We build. You grow.

Get best community software here

Start a social network, a fan-site, an education project with oxwall - free opensource community software

Access control by init | Forum

Dulitha
Dulitha Jan 15 '14

Hi, 


I have taken the following code from init.php file of the GConnect plugin. Please someone can explain this code to me. I want know how this code improve security of the system.

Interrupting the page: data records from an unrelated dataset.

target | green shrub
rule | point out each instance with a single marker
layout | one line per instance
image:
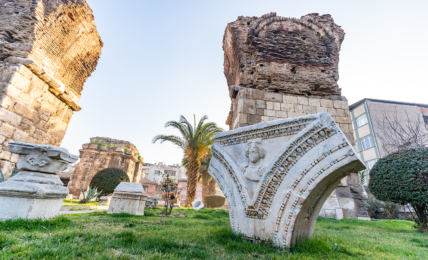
(90, 195)
(214, 201)
(108, 179)
(402, 177)
(375, 207)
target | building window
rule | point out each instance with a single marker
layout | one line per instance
(367, 142)
(370, 164)
(362, 120)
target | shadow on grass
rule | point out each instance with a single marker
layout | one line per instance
(35, 224)
(141, 245)
(235, 243)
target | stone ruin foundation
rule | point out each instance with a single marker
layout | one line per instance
(48, 48)
(278, 67)
(36, 191)
(128, 198)
(102, 153)
(277, 175)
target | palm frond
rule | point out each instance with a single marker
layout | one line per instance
(171, 138)
(14, 172)
(1, 176)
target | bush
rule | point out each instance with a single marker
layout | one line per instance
(108, 179)
(214, 201)
(381, 209)
(402, 177)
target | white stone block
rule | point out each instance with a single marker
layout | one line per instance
(277, 175)
(197, 204)
(36, 191)
(128, 198)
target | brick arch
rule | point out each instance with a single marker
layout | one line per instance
(67, 45)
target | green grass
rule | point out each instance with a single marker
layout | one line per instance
(203, 234)
(75, 203)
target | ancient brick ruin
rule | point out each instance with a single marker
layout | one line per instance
(278, 67)
(102, 153)
(48, 48)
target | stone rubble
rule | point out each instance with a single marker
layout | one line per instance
(277, 175)
(47, 51)
(278, 67)
(128, 198)
(36, 191)
(151, 202)
(94, 158)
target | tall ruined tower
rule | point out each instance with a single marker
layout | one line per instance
(48, 48)
(278, 67)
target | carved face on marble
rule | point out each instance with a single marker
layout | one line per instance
(38, 160)
(255, 154)
(41, 158)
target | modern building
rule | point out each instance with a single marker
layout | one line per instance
(369, 120)
(156, 172)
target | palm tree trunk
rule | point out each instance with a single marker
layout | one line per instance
(192, 181)
(204, 187)
(211, 187)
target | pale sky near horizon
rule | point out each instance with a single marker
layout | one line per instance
(162, 59)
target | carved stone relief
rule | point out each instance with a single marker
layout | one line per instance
(275, 179)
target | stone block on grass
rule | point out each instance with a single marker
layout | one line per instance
(36, 191)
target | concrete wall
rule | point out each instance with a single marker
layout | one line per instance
(378, 110)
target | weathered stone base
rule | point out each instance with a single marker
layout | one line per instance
(128, 198)
(127, 203)
(24, 208)
(30, 195)
(151, 202)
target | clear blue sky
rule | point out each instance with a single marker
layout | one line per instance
(162, 59)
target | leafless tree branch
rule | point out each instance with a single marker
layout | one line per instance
(397, 134)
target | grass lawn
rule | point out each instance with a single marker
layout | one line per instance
(203, 234)
(75, 203)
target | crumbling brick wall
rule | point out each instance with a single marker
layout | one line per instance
(287, 55)
(278, 67)
(48, 48)
(102, 153)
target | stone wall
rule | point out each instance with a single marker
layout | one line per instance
(47, 51)
(288, 55)
(110, 153)
(279, 67)
(252, 106)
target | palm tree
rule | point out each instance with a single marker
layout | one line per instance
(204, 175)
(208, 183)
(195, 140)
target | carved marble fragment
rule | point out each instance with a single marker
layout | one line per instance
(277, 175)
(128, 198)
(36, 191)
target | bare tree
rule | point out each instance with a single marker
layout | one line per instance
(401, 133)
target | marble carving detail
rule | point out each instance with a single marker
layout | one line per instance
(36, 191)
(273, 185)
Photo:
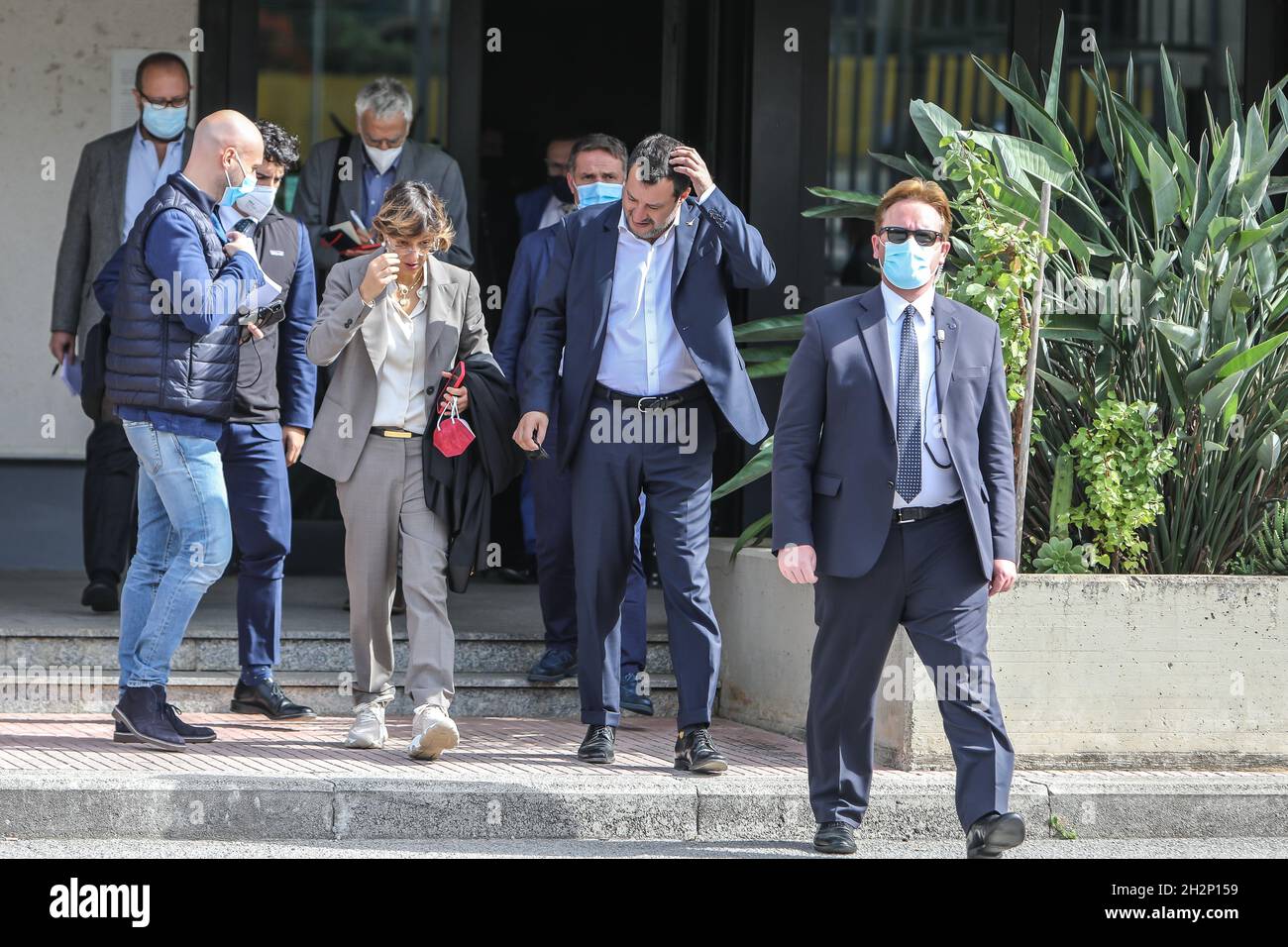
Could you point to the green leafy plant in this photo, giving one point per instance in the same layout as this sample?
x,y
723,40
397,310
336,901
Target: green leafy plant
x,y
1059,554
1269,543
1060,830
1120,462
1167,287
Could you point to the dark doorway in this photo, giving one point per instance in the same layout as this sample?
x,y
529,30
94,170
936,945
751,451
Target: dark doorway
x,y
549,78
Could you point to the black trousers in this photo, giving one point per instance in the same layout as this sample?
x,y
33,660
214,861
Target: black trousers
x,y
110,513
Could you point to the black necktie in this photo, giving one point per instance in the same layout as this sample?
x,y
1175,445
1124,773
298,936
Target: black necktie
x,y
907,479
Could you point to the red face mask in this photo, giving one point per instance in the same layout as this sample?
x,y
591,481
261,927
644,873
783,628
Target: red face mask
x,y
452,434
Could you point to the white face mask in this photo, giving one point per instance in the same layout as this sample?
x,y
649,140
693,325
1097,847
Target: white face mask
x,y
382,158
258,202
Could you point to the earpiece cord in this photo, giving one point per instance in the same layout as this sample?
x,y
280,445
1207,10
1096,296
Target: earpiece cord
x,y
925,403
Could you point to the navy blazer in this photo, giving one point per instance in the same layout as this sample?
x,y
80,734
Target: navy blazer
x,y
531,205
835,453
531,262
715,250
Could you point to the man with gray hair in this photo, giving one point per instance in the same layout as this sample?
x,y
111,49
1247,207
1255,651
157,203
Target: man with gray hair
x,y
351,174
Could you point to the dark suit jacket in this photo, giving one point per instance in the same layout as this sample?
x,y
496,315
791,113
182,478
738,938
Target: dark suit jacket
x,y
93,228
715,250
529,206
531,263
417,161
835,441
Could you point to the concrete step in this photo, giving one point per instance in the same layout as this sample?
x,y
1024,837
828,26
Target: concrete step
x,y
34,690
327,650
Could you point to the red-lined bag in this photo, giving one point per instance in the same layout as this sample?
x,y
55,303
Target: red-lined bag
x,y
452,434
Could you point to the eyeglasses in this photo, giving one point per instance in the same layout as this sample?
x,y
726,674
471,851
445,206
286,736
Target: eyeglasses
x,y
423,249
900,235
176,102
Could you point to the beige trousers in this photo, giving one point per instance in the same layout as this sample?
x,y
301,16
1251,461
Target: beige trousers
x,y
385,500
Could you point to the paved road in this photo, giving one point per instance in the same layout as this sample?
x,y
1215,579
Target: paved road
x,y
1044,848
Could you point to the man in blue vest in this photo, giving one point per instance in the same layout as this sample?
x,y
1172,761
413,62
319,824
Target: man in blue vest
x,y
171,371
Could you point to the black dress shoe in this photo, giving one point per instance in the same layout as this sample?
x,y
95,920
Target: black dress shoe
x,y
142,712
554,665
189,733
101,595
835,839
597,745
266,697
696,753
632,698
991,835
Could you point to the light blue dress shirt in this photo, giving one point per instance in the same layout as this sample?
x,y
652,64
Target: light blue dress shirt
x,y
145,174
643,351
374,185
938,486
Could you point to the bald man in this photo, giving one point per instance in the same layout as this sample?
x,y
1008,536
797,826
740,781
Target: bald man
x,y
171,372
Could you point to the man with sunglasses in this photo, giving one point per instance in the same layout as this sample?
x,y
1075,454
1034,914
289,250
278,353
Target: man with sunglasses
x,y
116,175
894,495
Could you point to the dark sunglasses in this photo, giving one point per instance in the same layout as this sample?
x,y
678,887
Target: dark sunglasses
x,y
900,235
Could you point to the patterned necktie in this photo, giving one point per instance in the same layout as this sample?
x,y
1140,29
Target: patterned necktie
x,y
907,479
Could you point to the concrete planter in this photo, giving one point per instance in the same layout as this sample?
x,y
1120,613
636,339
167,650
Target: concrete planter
x,y
1091,671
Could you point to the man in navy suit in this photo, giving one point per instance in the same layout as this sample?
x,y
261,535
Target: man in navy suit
x,y
596,167
635,302
894,493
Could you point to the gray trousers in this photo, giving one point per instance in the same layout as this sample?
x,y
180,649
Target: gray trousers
x,y
927,579
381,502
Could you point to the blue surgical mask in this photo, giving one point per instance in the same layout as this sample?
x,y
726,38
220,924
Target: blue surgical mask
x,y
163,121
599,192
258,202
909,264
235,192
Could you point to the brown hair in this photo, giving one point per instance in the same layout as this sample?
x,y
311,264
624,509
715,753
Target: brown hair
x,y
411,210
917,189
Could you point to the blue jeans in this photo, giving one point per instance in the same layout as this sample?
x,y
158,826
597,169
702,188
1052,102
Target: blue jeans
x,y
185,541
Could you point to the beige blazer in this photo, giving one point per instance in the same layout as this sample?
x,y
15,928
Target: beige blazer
x,y
454,329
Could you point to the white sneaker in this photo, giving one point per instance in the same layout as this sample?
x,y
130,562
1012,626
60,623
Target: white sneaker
x,y
369,727
433,731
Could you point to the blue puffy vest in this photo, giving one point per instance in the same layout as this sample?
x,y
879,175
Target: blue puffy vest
x,y
154,361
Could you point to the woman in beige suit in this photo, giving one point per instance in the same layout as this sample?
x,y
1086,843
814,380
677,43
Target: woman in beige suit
x,y
394,322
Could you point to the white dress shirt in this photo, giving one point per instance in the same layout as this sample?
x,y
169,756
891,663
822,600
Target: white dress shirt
x,y
395,344
643,351
554,213
145,174
938,486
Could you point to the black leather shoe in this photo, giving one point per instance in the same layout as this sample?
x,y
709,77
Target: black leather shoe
x,y
266,697
101,595
696,753
189,733
835,839
632,697
142,712
991,835
554,665
597,745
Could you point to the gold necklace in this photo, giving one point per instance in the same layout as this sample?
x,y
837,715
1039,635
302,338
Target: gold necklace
x,y
404,291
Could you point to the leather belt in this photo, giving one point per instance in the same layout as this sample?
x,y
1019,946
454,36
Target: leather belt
x,y
651,402
912,514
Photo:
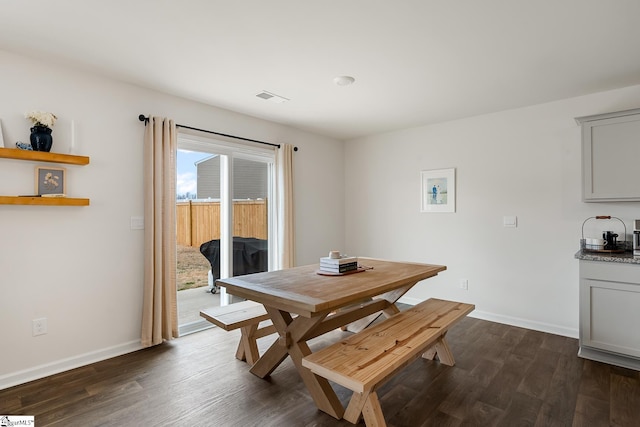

function gconnect_add_access_exception( BASE_CLASS_EventCollector $e ) {

$e->add(array('controller' => 'GCONNECT_CTRL_Connect', 'action' => 'login'));

$e->add(array('controller' => 'GCONNECT_CTRL_Connect', 'action' => 'oauth'));


}


OW::getEventManager()->bind('base.members_only_exceptions', 'gconnect_add_access_exception');

OW::getEventManager()->bind('base.password_protected_exceptions', 'gconnect_add_access_exception');

OW::getEventManager()->bind('base.splash_screen_exceptions', 'gconnect_add_access_exception');


Thanks.

Arash
Arash Feb 26 '14
What this does is to make and array ($e) [e seems to be auth and login] ands pass it to the controller gconnect (i'm guessing it's salting and it there and asks google if it can get user info back). 


This is a good way to not show the user where you have the actual function and seems to be the coding standard for oxwall.